I shake my head. “I can’t believe this—”


“And you were so upset because they didn’t mean anything, and I thought, I can give that to her. I can make them mean something—and I thought I can work it out, I can make sense of it for myself with my camera, and I’ll be okay and I can give you some kind of peace too. And I thought … I thought that’s what Seth would have wanted. Or that he would understand—”


“Please stop, Culler—”


“But mostly because I felt something for you. I wanted to help you.”


Milo says I died the night my father died, but he was wrong. I’m dying here, in front of Culler. I can feel my blood stop flowing in my veins, my heart slowing until it stops, and when I try to breathe, nothing happens.

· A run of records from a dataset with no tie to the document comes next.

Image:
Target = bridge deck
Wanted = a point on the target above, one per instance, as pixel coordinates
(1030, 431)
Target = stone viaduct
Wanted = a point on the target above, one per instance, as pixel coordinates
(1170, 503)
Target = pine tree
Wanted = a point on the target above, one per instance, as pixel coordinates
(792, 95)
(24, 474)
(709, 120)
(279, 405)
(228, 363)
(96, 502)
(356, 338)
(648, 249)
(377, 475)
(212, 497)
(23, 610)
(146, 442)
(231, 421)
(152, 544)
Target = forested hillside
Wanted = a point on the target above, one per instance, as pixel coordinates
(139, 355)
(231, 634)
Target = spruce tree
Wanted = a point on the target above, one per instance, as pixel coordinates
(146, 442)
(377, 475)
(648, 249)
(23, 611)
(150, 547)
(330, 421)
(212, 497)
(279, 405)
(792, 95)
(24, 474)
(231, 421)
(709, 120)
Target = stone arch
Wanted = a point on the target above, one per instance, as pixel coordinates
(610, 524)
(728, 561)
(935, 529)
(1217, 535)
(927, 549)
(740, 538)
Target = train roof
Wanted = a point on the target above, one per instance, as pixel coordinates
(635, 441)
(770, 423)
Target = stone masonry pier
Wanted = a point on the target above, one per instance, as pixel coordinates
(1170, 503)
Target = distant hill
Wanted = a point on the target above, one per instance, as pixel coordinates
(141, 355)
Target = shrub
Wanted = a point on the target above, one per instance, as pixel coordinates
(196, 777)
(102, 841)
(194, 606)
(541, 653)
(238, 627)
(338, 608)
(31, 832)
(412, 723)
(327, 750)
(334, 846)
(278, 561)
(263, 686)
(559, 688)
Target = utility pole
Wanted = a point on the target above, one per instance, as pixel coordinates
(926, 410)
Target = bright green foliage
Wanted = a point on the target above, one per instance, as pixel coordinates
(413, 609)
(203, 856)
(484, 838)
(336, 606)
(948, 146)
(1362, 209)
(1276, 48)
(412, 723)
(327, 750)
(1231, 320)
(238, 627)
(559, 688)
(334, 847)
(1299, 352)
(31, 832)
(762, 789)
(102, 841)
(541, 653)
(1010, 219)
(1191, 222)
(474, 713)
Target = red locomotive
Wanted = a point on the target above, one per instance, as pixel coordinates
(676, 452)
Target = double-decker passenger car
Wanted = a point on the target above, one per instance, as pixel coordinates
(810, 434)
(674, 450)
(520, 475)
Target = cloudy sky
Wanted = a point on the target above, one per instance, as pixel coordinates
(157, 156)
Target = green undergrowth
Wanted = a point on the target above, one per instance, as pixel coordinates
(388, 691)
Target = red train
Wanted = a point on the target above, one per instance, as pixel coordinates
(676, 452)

My lungs have given up. They don’t want air.


“I thought I could give you an answer you could live with, but…” He swallows. “But it was just … lies. And you were so, so honest with me. In the motel, that night. And I couldn’t lie to you anymore. I woke up. I panicked and I left.” I am dead. I’m dead. “Eddie, I’m sorry—”


But I don’t want to hear anymore. I turn and make my way off the curb. I don’t know how I make my legs move me forward when all I want to do is sit in the middle of the road and wait for the first car to take me out. I’m already dead, see. It wouldn’t make a difference.


“Eddie, wait—”


I stop. I don’t know why I stop.


But I don’t turn around.


I won’t turn around.


“Tarver’s,” he starts, and I close my eyes and it’s almost like he senses it, because he breaks off and waits and when I open my eyes again, he speaks: “His initials in the door there … that wasn’t me. It was him.”


I spot Milo’s car making its way towards me. It sidles up to the curb and I cross the road and get in the passenger side and then I stop dying. I come alive. The worst kind of alive. My heart beating.Blood raging through my veins. I’m breathing too hard, too fast. Milo stares at me, alarmed, but he doesn’t ask. He won’t ask. But I have to tell him.


I can’t not tell him this.


“Culler lied,” I say. “About everything. The messages. Everything.”